Rethinking Pseudo-Label Guided Learning for Weakly Supervised Temporal Action Localization from the Perspective of Noise Correction
Quan Zhang, Yuxin Qi, Xi Tang, Rui Yuan, Xi Lin, Ke Zhang, Chun Yuan
TL;DR
This work addresses weakly supervised temporal action localization (WTAL) by treating pseudo-labels as noisy signals that can mislead detectors. It introduces NoCo, a two-stage noise-correction framework consisting of CALA, which refines pseudo-label boundaries using context, and an online teacher-student apparatus with Missing Instance Compensation (MIC), Ambiguous Instance Correction (AIC), and High-Quality Pseudo-Label Mining (HPM) to iteratively correct label noise and reweight supervision. The approach is decoupled from WTAL baselines, enabling plug-and-play integration, and yields state-of-the-art results on THUMOS14 and ActivityNet v1.2 with substantially faster inference by running only the student model during testing. The combination of boundary refinement, online noise correction, and adaptive loss weighting demonstrates strong generalizability across WTAL models and provides a practical path toward robust, efficient weakly supervised TAL.
Abstract
Pseudo-label learning methods have been widely applied in weakly-supervised temporal action localization. Existing works directly utilize weakly-supervised base model to generate instance-level pseudo-labels for training the fully-supervised detection head. We argue that the noise in pseudo-labels would interfere with the learning of fully-supervised detection head, leading to significant performance leakage.
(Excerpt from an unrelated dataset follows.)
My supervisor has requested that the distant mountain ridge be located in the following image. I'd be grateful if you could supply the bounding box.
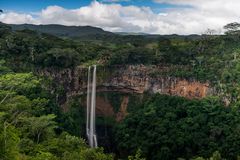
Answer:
[9,24,114,38]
Issues with noisy labels include:(1) inaccurate boundary localization; (2) undetected short action clips; (3) multiple adjacent segments incorrectly detected as one segment. To target these issues, we introduce a two-stage noisy label learning strategy to harness every potential useful signal in noisy labels. First, we propose a frame-level pseudo-label generation model with a context-aware denoising algorithm to refine the boundaries. Second, we introduce an online-revised teacher-student framework with a missing instance compensation module and an ambiguous instance correction module to solve the short-action-missing and many-to-one problems. Besides, we apply a high-quality pseudo-label mining loss in our online-revised teacher-student framework to add different weights to the noisy labels to train more effectively. Our model outperforms the previous state-of-the-art method in detection accuracy and inference speed greatly upon the THUMOS14 and ActivityNet v1.2 benchmarks.